За всё время перед этапом произошёл только один интересный эпизод. Как-то вечером в обычное время принесли ужин. Вообще, кормили меня в эти дни хорошо, так же, как и в столовой на зоне, а я, после голодовки, ШИЗО и ПКТ в Ноябре, Декабре и Январе был голоден как волк и уминал за обе щёки, смутно предчувствуя, что в ближайшие два года поесть досыта мне уже не придётся. И вот, заходит вечером, как обычно, повар с миской каши и чайником в сопровождении конвоира. Еду в ПКТ носил всегда один и тот же повар, Семёнов. То был офицер Советской армии, осуждённый за шпионаж. И его прошлое, и то, что ему сразу дали работу на кухне, не оставляли сомнений, что он сотрудничал с КГБ. Вообще, все шпионы воспринимали КГБ, администрацию как законную, и даже справедливую власть, а себя – как преступников, которые эту власть пытались обмануть, да не сумели. И если теперь власть настолько милостива, что даёт им шанс и предлагает ей как-то помочь, то просто глупо отказываться. Тем более, что видимые блага, такие, как хорошие должности и снисходительное отношение к нарушениям это была только «надводная часть айсберга». Кроме этого было и множество скрытых подачек и поощрений. Мы о них могли только догадываться, но сытый и довольный вид того же Семёнова эти догадки подкрепляли. Но был он человек неглупый, интересный собеседник, и использовали его не только для банального доносительства (хотя всякие скользкие вопросы у него часто проскальзывали, и ухо с ним надо было держать востро), но и для некоторых неординарных поручений. Так, когда я сидел в карцере после 10 Декабря, он как-то раз налил мне не обычного кипятка, а подслащённого. Разумеется, он никогда бы не рискнул сделать это на свой страх и риск. Слишком уж был этот риск велик, если бы он попался.
И на сей раз Семёнов тоже приготовил мне сюрприз. Протягивая мне миску, он сказал нарочито-многозначительным тоном: «Кушай кашу! Вкусная!
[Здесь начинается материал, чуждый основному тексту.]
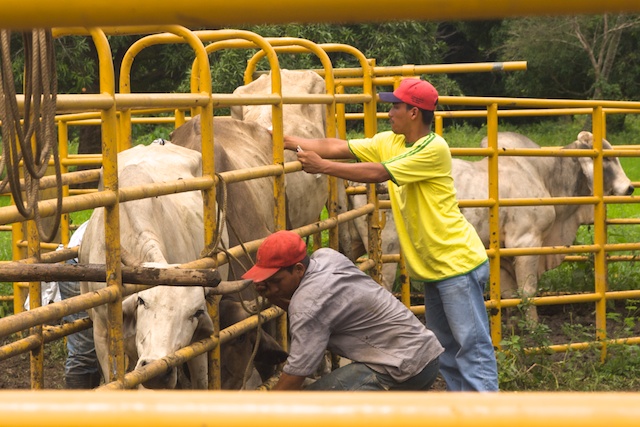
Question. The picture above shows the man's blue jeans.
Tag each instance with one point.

Такой в Чистополе не дадут!» Доедая кашу, я заметил на дне миски полиэтиленовый катышек, диаметром около сантиметра и длиной сантиметра полтора. Разорвав запаянный полиэтилен, я обнаружил там записку от Аренберга. В записке был подробный (и точный, как я потом убедился) план политического крыла Чистопольской тюрьмы. Было и несколько строчек письма. Ничего особенного. Что-то вроде «Крытки не бойся, там тоже люди живут!» и несколько фамилий тех, с кем Аренберг в Чистополе пересёкся. Через некоторое время Семёнов вернулся за миской. «Ну что, вкусная каша-то была?» с заговорщицким видом спросил он меня. Ни тени страха или хотя бы элементарного опасения в его поведении не было. Я понял, что и на сей раз он выполнял задание КГБ. В чём был смысл этого манёвра мне понять довольно трудно, но по опыту знаю, что КГБ ничего не делает просто так.
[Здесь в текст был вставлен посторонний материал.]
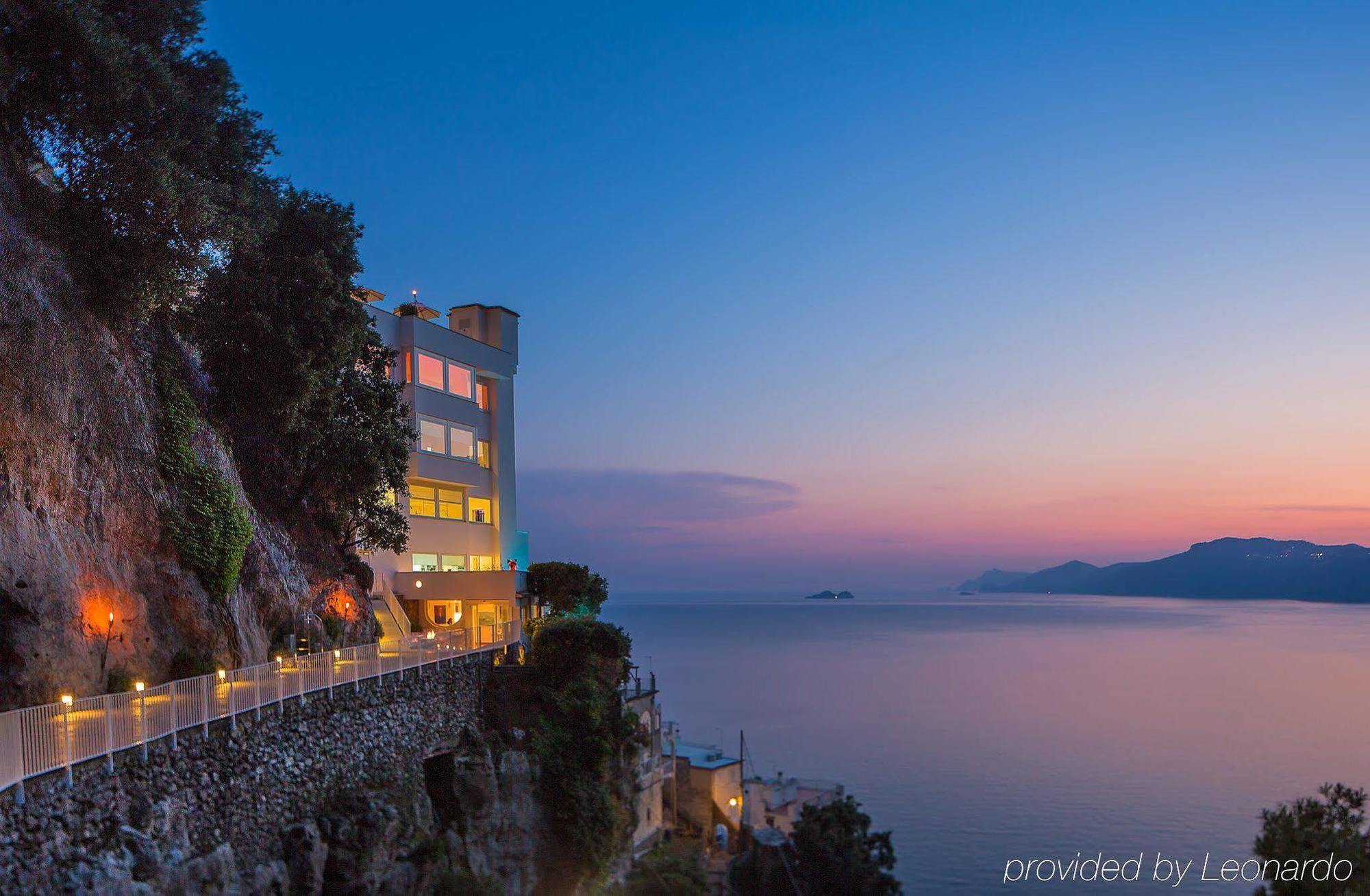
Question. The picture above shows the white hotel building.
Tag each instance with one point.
(466, 561)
До 5 Февраля больше никаких неожиданностей не было. В тот день меня разбудили ещё затемно. «На прогулку», деловито сказал конвоир. Быстро оделся и с удовольствием стал бегать по крошечному дворику, вдыхая морозный воздух. Но прогулка моя продолжалась не долго. Минут через десять дверь во дворик опять открылась. На пороге стоял ДПНК. «Ривкин, на этап!». Это было полной неожиданностью. Меня всегда брали на этап из камеры, и вещи я всегда собирал сам. Но на сей раз в камеру мне даже зайти не дали. Сразу из дворика через коридор провели в малую зону ПКТ, а оттуда, через общую зону, на вахту. Народу в зоне никого не было, и я догадался, что ещё нет шести часов. Когда год назад этапировали на крытку Е. М. Анцупова, заключённые подходили к нему, прощались, обнимались, всячески выражали свою солидарность. Администрации это очень не понравилось, и, на сей раз, она решила избежать любого намёка на проводы и на прощание. Меня тщательно обыскали, с полным раздеванием, и только потом отдали вещи, которые дневальный принёс из камеры.
Воронок ждал у ворот зоны. Весь этап меня конвоировал один и тот же конвой, начальник, старший лейтенант, относился по человечески, никогда не подгонял. Как-то раз, уже в Казани, когда я заторопился, он сам мне сказал: «Да не спешите Вы так, ничего!». Поймав мой удивлённый взгляд, он добавил чуть тише «Я сам с Западной Украины…» Больше ни слова между нами сказано не было, и ни одного вопроса он мне не задал, поэтому позволяю себе думать, что, на сей раз, это была искренняя симпатия, и нечего более. Кроме меня в воронке никого не было, поэтому ехал я не в стакане, а в общем отделении. Конвоир, который сидел в переднем отделении, отгороженном решёткой, сразу проявил ко мне большой интерес. Он расспрашивал о моём деле, о зоне, о планах на будущее, и настолько целенаправленны и примитивны были эти вопросы, что истинная цель их не оставляла сомнений.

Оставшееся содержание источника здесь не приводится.